Veja programação especial de Natal nas igrejas

A Diocese de Santos divulgou nesta sexta-feira a programação especial do mês de Natal nas igrejas de Santos. Confira:

Catedral – 15/12- 18h- Missa pelo aniversário natalício do padre José Paulo na Igreja S. Bakhita.
23/12 – 16h- Missa no Santuário de Nossa Senhora do Monte Serrat em ação de graças pelo encerramento das obras de restauração do Santuário, presidida pelo bispo diocesano dom Jacyr Francisco Braido.
28/12 – 19h- Missa Solene pelos 23 anos de sacerdócio do padre José Paulo.

Coração de Maria – 9/12 a 06/01 – Sempre às 20 horas – Apresentações natalinas
N. Sra da Assunção – 20/12- 19h- Encerramento da novena de Natal. 20 grupos da Capelinha de N. Senhora entregarão alimento às famílias carentes.

Santa Edwiges – (Canal 3) – 10 a 20/12 (exceto finais de semana)- 20h- Novena de Natal.

Santa Cruz – 19/12- 18h30- Confissões Comunitárias. 30/12- 18h30- Festa da Sagrada Família.

São Judas Tadeu – 14 a 22/12- 20h- Novena de Natal. *Dia 16/12- 19h – Novena. 22/12- 20h- Concerto de Natal com a Banda do 6º BPM. 23/12- 19h – Encenação da Anunciação.

Basílica do Embaré – 23/12- 19h- Apresentação da Orquestra Sinfônica de Heliópolis e Coral da Gente. Espetáculo de luzes na fachada da basílica.
18 a 21/12- 8h às 12h e 14h às 17h – Confissões. 22/12- 8h às 12h- Confissões.
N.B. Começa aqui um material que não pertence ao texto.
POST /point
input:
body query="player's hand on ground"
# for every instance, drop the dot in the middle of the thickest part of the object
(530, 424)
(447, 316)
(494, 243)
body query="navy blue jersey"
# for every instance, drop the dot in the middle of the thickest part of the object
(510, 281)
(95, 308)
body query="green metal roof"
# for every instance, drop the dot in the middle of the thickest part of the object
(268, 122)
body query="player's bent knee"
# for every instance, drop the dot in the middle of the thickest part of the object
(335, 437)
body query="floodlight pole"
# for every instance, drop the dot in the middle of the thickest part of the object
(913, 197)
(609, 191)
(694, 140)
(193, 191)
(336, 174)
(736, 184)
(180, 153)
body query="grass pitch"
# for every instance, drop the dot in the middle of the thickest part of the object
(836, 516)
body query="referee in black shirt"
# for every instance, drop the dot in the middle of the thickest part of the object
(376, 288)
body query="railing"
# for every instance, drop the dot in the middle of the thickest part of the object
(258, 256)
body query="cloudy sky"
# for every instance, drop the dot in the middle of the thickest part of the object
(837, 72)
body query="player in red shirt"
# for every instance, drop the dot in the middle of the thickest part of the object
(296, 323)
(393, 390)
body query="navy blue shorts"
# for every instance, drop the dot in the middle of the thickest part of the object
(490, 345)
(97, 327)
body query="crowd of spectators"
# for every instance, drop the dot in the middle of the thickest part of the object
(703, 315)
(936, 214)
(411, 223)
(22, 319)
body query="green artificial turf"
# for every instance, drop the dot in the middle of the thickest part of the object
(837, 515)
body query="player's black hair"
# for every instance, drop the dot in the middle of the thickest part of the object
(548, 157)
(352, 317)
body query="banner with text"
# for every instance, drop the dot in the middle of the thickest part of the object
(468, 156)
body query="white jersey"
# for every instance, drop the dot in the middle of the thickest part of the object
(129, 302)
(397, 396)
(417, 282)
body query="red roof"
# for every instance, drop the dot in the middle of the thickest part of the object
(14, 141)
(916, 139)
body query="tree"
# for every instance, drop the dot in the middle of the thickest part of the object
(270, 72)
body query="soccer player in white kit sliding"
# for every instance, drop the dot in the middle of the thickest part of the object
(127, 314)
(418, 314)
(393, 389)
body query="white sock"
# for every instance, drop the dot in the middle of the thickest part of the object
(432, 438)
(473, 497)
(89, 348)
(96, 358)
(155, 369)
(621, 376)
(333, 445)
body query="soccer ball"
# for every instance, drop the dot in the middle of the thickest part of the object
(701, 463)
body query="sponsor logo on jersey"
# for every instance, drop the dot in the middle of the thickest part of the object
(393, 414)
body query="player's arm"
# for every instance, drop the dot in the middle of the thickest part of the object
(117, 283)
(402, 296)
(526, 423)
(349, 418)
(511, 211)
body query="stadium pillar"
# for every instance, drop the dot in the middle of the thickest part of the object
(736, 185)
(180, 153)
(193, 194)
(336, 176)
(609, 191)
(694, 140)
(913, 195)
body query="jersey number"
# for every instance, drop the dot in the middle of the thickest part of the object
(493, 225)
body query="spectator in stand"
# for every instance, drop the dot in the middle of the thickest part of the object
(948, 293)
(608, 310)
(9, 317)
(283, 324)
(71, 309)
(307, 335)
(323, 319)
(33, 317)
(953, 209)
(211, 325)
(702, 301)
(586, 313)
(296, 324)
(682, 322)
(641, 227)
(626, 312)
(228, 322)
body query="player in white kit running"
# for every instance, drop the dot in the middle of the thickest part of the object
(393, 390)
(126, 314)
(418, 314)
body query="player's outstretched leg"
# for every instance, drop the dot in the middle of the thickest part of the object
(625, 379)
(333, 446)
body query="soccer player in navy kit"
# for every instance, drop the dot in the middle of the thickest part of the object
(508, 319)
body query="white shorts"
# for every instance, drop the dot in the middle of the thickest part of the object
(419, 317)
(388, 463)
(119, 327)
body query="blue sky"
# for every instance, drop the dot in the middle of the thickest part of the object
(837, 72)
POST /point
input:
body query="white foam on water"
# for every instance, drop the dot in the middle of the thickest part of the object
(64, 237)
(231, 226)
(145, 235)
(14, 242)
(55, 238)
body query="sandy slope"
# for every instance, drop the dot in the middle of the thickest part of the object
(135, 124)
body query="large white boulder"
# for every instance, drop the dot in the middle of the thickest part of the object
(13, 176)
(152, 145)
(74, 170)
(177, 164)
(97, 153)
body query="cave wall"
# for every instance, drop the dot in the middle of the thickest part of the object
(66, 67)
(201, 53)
Sagrado Coração de Jesus – 5 a 19/12 (exceto finais de semana e segunda-feira)- 15h e 20h – Novena de Natal.
15 e 16/12- Em todas as missas haverá a Coleta Nacional para a Evangelização e apresentação do Coral Líricus da Unisantos.
17/12- 20h-  Celebração Penitencial do Advento.
26/12- 20h -Vigília Festiva de passagem do ano.

Senhor dos Passos – 15/12- 20h- Encontro de corais.

São João Batista/Nova Cintra – 15 a 23/12 – 19h às 23h – Semana Natalina: Novena, exposição de presépios, venda de artesanatos, apresentação de coral, presença do Papai Noel e o restaurante estará funcionando.

N. Sra dos Navegantes – 4 a 19/12 – 19h – Novena de Natal. 19/12- 19h – Missa

N. Sra Aparecida – 15 a 23/12- 19h – Novena de Natal feita nas casas os paroquianos.
1/12 a 7/01 – Exposição de presépios. Finais de semana – Feira de artesanato.

Convento N. Sra do Carmo – Centro de Santos – 15 a 23/12- Novena de Natal em todas as missas. Horário das missas: Segunda a Sexta: 7h30; 12h30; 18h. Sábado- 17h. Domingo – 8h; 11h; 18h.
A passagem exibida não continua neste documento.